Annabeth foi rápida.
— Sim! — Ela balançou a cabeça com entusiasmo. — O sr. D! O grande Dioniso!
Uma onda de mal-estar percorreu os homens-golfinhos. Um deles deixou a espada cair.
— Fiquem firmes! — berrou Crisaor. — Não tem nenhum deus neste navio. Eles estão tentando assustar vocês.
— Vocês deviam mesmo ficar assustados! — Percy lançou um olhar solidário à tripulação de piratas. — Dioniso vai ficar muitíssimo irritado com vocês por retardarem nossa viagem. Ele punirá todos nós. Vocês não perceberam as garotas sucumbindo à loucura do deus do vinho?
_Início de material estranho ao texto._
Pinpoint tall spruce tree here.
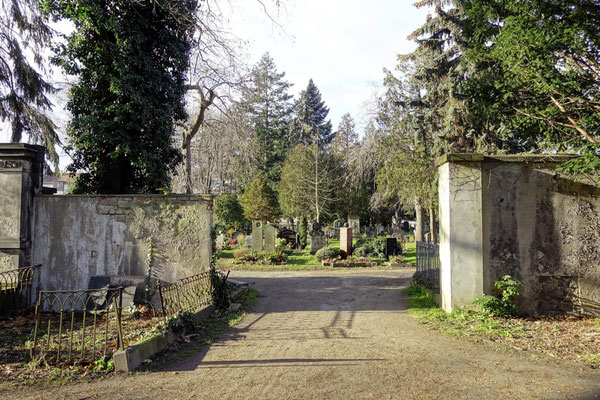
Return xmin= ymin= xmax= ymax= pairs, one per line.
xmin=0 ymin=0 xmax=60 ymax=169
xmin=464 ymin=0 xmax=600 ymax=180
xmin=241 ymin=172 xmax=281 ymax=222
xmin=240 ymin=53 xmax=292 ymax=189
xmin=292 ymin=79 xmax=335 ymax=149
xmin=45 ymin=0 xmax=196 ymax=193
xmin=331 ymin=113 xmax=358 ymax=158
xmin=406 ymin=0 xmax=484 ymax=152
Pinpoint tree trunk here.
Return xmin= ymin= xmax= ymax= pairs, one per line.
xmin=183 ymin=135 xmax=193 ymax=194
xmin=315 ymin=144 xmax=321 ymax=222
xmin=415 ymin=202 xmax=425 ymax=242
xmin=429 ymin=207 xmax=438 ymax=243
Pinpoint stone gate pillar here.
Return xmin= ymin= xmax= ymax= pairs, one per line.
xmin=437 ymin=154 xmax=484 ymax=312
xmin=0 ymin=143 xmax=44 ymax=271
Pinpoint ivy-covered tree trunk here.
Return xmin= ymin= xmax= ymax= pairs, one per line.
xmin=429 ymin=207 xmax=438 ymax=243
xmin=415 ymin=202 xmax=425 ymax=242
xmin=43 ymin=0 xmax=197 ymax=194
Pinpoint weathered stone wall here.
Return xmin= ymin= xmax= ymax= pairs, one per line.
xmin=0 ymin=143 xmax=44 ymax=271
xmin=440 ymin=155 xmax=600 ymax=315
xmin=483 ymin=159 xmax=600 ymax=314
xmin=32 ymin=195 xmax=212 ymax=290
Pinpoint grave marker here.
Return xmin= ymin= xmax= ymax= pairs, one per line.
xmin=310 ymin=232 xmax=325 ymax=254
xmin=340 ymin=228 xmax=352 ymax=258
xmin=264 ymin=225 xmax=277 ymax=253
xmin=252 ymin=221 xmax=264 ymax=251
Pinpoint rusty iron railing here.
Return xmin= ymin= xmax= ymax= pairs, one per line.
xmin=158 ymin=271 xmax=212 ymax=318
xmin=30 ymin=287 xmax=123 ymax=364
xmin=416 ymin=242 xmax=440 ymax=289
xmin=0 ymin=264 xmax=42 ymax=315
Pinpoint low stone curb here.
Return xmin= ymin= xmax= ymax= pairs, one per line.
xmin=229 ymin=279 xmax=250 ymax=299
xmin=113 ymin=304 xmax=215 ymax=372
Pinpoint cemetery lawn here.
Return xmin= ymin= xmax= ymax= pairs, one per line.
xmin=0 ymin=288 xmax=258 ymax=389
xmin=404 ymin=286 xmax=600 ymax=368
xmin=402 ymin=242 xmax=417 ymax=265
xmin=217 ymin=239 xmax=398 ymax=271
xmin=0 ymin=310 xmax=162 ymax=385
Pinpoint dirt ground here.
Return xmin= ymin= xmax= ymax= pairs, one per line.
xmin=0 ymin=269 xmax=600 ymax=399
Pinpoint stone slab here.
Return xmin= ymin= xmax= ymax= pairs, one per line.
xmin=113 ymin=305 xmax=215 ymax=372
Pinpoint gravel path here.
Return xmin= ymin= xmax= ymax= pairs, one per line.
xmin=5 ymin=269 xmax=600 ymax=399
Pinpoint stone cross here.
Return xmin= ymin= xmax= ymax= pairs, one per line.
xmin=252 ymin=221 xmax=264 ymax=251
xmin=310 ymin=232 xmax=325 ymax=254
xmin=340 ymin=228 xmax=352 ymax=258
xmin=264 ymin=225 xmax=277 ymax=253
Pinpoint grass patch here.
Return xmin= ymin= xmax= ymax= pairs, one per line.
xmin=217 ymin=238 xmax=416 ymax=271
xmin=404 ymin=285 xmax=600 ymax=368
xmin=402 ymin=242 xmax=417 ymax=265
xmin=145 ymin=288 xmax=259 ymax=371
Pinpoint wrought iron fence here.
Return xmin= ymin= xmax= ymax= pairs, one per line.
xmin=0 ymin=264 xmax=42 ymax=315
xmin=158 ymin=271 xmax=212 ymax=317
xmin=417 ymin=242 xmax=440 ymax=289
xmin=30 ymin=287 xmax=123 ymax=363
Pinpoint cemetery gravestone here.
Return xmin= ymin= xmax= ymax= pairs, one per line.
xmin=277 ymin=228 xmax=296 ymax=248
xmin=340 ymin=228 xmax=352 ymax=258
xmin=385 ymin=237 xmax=402 ymax=257
xmin=217 ymin=234 xmax=225 ymax=250
xmin=348 ymin=215 xmax=360 ymax=234
xmin=264 ymin=225 xmax=277 ymax=253
xmin=252 ymin=221 xmax=264 ymax=251
xmin=402 ymin=221 xmax=410 ymax=232
xmin=310 ymin=232 xmax=325 ymax=255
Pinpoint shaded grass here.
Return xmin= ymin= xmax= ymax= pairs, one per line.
xmin=145 ymin=288 xmax=259 ymax=371
xmin=217 ymin=238 xmax=416 ymax=271
xmin=404 ymin=285 xmax=526 ymax=338
xmin=402 ymin=242 xmax=417 ymax=265
xmin=404 ymin=285 xmax=600 ymax=368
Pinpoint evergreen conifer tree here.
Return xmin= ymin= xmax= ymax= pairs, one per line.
xmin=0 ymin=0 xmax=60 ymax=168
xmin=240 ymin=53 xmax=292 ymax=189
xmin=331 ymin=113 xmax=358 ymax=158
xmin=45 ymin=0 xmax=197 ymax=193
xmin=292 ymin=79 xmax=334 ymax=149
xmin=241 ymin=172 xmax=281 ymax=222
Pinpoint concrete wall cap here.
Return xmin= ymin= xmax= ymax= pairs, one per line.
xmin=38 ymin=193 xmax=214 ymax=201
xmin=435 ymin=153 xmax=579 ymax=167
xmin=0 ymin=143 xmax=45 ymax=159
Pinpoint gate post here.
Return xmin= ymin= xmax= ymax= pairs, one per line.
xmin=437 ymin=154 xmax=484 ymax=312
xmin=0 ymin=143 xmax=44 ymax=271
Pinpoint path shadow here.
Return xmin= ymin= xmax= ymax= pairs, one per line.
xmin=159 ymin=272 xmax=411 ymax=371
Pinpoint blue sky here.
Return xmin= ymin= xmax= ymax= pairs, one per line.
xmin=0 ymin=0 xmax=427 ymax=160
xmin=231 ymin=0 xmax=427 ymax=129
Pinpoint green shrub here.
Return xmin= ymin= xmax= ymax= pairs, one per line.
xmin=298 ymin=215 xmax=308 ymax=249
xmin=271 ymin=251 xmax=288 ymax=263
xmin=237 ymin=234 xmax=246 ymax=246
xmin=281 ymin=247 xmax=294 ymax=257
xmin=214 ymin=194 xmax=247 ymax=232
xmin=354 ymin=246 xmax=369 ymax=257
xmin=233 ymin=249 xmax=254 ymax=261
xmin=315 ymin=247 xmax=340 ymax=260
xmin=275 ymin=238 xmax=287 ymax=250
xmin=473 ymin=275 xmax=521 ymax=317
xmin=365 ymin=236 xmax=387 ymax=258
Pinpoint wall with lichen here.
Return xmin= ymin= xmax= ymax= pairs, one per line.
xmin=481 ymin=157 xmax=600 ymax=315
xmin=31 ymin=195 xmax=212 ymax=290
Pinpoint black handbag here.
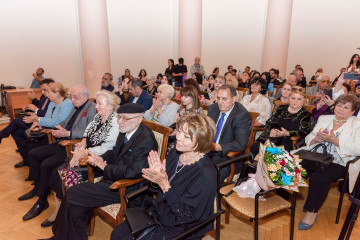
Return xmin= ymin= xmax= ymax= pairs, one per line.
xmin=25 ymin=128 xmax=45 ymax=142
xmin=295 ymin=143 xmax=334 ymax=172
xmin=124 ymin=207 xmax=159 ymax=240
xmin=256 ymin=130 xmax=282 ymax=145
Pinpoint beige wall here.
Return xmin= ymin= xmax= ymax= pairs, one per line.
xmin=202 ymin=0 xmax=267 ymax=74
xmin=0 ymin=0 xmax=360 ymax=87
xmin=107 ymin=0 xmax=177 ymax=82
xmin=0 ymin=0 xmax=82 ymax=87
xmin=287 ymin=0 xmax=360 ymax=80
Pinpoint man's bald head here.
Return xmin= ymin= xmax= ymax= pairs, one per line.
xmin=70 ymin=85 xmax=89 ymax=107
xmin=286 ymin=75 xmax=297 ymax=87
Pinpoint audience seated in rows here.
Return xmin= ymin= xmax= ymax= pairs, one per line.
xmin=208 ymin=85 xmax=251 ymax=182
xmin=202 ymin=74 xmax=216 ymax=92
xmin=0 ymin=78 xmax=54 ymax=147
xmin=19 ymin=85 xmax=97 ymax=221
xmin=30 ymin=67 xmax=45 ymax=88
xmin=101 ymin=72 xmax=114 ymax=92
xmin=109 ymin=113 xmax=217 ymax=240
xmin=144 ymin=85 xmax=179 ymax=127
xmin=15 ymin=82 xmax=74 ymax=169
xmin=172 ymin=58 xmax=188 ymax=87
xmin=200 ymin=76 xmax=225 ymax=106
xmin=46 ymin=103 xmax=158 ymax=239
xmin=117 ymin=79 xmax=152 ymax=111
xmin=251 ymin=88 xmax=310 ymax=156
xmin=143 ymin=76 xmax=157 ymax=95
xmin=241 ymin=77 xmax=272 ymax=127
xmin=292 ymin=94 xmax=360 ymax=230
xmin=190 ymin=57 xmax=205 ymax=76
xmin=275 ymin=82 xmax=292 ymax=103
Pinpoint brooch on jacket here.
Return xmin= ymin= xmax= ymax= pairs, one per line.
xmin=81 ymin=110 xmax=87 ymax=117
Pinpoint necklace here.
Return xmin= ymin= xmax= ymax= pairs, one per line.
xmin=334 ymin=118 xmax=347 ymax=125
xmin=169 ymin=153 xmax=200 ymax=183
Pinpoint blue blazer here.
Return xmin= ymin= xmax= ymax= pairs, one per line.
xmin=129 ymin=90 xmax=152 ymax=111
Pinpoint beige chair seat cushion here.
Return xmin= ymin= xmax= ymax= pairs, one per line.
xmin=100 ymin=203 xmax=121 ymax=219
xmin=220 ymin=184 xmax=291 ymax=218
xmin=94 ymin=177 xmax=121 ymax=219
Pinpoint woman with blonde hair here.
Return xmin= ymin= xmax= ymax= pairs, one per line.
xmin=144 ymin=84 xmax=179 ymax=127
xmin=41 ymin=90 xmax=120 ymax=227
xmin=251 ymin=87 xmax=310 ymax=155
xmin=111 ymin=113 xmax=217 ymax=240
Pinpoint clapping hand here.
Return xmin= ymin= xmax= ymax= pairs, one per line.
xmin=51 ymin=125 xmax=69 ymax=138
xmin=315 ymin=130 xmax=339 ymax=146
xmin=87 ymin=151 xmax=107 ymax=170
xmin=142 ymin=150 xmax=171 ymax=193
xmin=23 ymin=114 xmax=39 ymax=123
xmin=153 ymin=98 xmax=161 ymax=109
xmin=270 ymin=127 xmax=290 ymax=137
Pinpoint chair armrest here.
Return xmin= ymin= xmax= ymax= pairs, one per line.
xmin=226 ymin=151 xmax=244 ymax=158
xmin=173 ymin=209 xmax=225 ymax=240
xmin=346 ymin=156 xmax=360 ymax=167
xmin=290 ymin=136 xmax=302 ymax=141
xmin=124 ymin=185 xmax=149 ymax=204
xmin=216 ymin=153 xmax=254 ymax=172
xmin=110 ymin=178 xmax=145 ymax=189
xmin=252 ymin=126 xmax=265 ymax=132
xmin=59 ymin=140 xmax=81 ymax=147
xmin=40 ymin=128 xmax=52 ymax=134
xmin=79 ymin=156 xmax=88 ymax=166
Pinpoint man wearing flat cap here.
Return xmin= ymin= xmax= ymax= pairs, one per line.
xmin=46 ymin=103 xmax=158 ymax=240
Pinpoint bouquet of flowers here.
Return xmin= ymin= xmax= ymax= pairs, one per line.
xmin=255 ymin=140 xmax=307 ymax=192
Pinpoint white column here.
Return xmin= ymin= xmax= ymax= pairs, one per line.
xmin=261 ymin=0 xmax=293 ymax=77
xmin=78 ymin=0 xmax=110 ymax=96
xmin=175 ymin=0 xmax=202 ymax=71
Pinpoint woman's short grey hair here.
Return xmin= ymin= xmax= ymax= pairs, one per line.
xmin=146 ymin=76 xmax=156 ymax=84
xmin=94 ymin=90 xmax=121 ymax=111
xmin=158 ymin=84 xmax=175 ymax=99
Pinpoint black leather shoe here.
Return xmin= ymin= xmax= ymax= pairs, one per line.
xmin=14 ymin=161 xmax=27 ymax=168
xmin=23 ymin=203 xmax=49 ymax=221
xmin=38 ymin=236 xmax=58 ymax=240
xmin=41 ymin=219 xmax=55 ymax=227
xmin=18 ymin=190 xmax=36 ymax=201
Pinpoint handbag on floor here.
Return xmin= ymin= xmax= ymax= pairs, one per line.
xmin=25 ymin=128 xmax=45 ymax=142
xmin=124 ymin=207 xmax=159 ymax=240
xmin=295 ymin=143 xmax=334 ymax=172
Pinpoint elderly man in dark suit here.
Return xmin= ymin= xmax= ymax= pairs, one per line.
xmin=18 ymin=85 xmax=96 ymax=221
xmin=208 ymin=85 xmax=251 ymax=182
xmin=0 ymin=78 xmax=55 ymax=163
xmin=117 ymin=79 xmax=153 ymax=111
xmin=41 ymin=103 xmax=158 ymax=240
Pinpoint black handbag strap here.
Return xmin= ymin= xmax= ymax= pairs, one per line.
xmin=311 ymin=143 xmax=328 ymax=155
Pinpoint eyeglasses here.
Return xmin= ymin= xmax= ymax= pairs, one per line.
xmin=70 ymin=95 xmax=81 ymax=100
xmin=118 ymin=115 xmax=139 ymax=122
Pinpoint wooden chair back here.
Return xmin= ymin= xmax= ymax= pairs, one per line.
xmin=272 ymin=100 xmax=288 ymax=113
xmin=142 ymin=120 xmax=173 ymax=160
xmin=88 ymin=120 xmax=172 ymax=236
xmin=305 ymin=95 xmax=315 ymax=105
xmin=304 ymin=105 xmax=315 ymax=113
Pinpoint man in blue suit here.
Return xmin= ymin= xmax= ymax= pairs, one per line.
xmin=119 ymin=79 xmax=152 ymax=111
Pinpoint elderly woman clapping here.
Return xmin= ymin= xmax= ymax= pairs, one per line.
xmin=144 ymin=85 xmax=179 ymax=127
xmin=111 ymin=113 xmax=217 ymax=240
xmin=295 ymin=94 xmax=360 ymax=230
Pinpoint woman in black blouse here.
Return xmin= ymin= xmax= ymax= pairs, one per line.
xmin=143 ymin=76 xmax=157 ymax=95
xmin=111 ymin=113 xmax=216 ymax=240
xmin=165 ymin=59 xmax=174 ymax=76
xmin=251 ymin=88 xmax=310 ymax=155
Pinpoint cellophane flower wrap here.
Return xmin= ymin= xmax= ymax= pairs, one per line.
xmin=255 ymin=140 xmax=307 ymax=192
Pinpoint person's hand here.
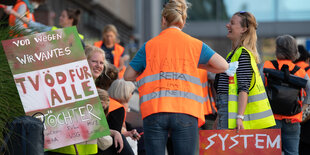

Hazel e Piper haviam cessado os ataques de tremedeira. Estavam sentadas no convés, olhando para Percy, mas, quando ele as fitou incisivamente, elas recomeçaram a fazer cena, tremendo e se debatendo como peixes. Os homens-golfinhos, atrapalhados, fugiram de seus prisioneiros.
— Mentirosos! — rugiu Crisaor. — Cale a boca, Percy Jackson. O diretor de seu acampamento não está aqui. Ele foi reconvocado ao Olimpo. Todo mundo sabe disso.
— Então você admite que Dioniso é nosso diretor! — disse Percy.
— Ele era — corrigiu Crisaor. — Todos sabem.
Percy gesticulou na direção do guerreiro dourado como se ele tivesse acabado de se trair.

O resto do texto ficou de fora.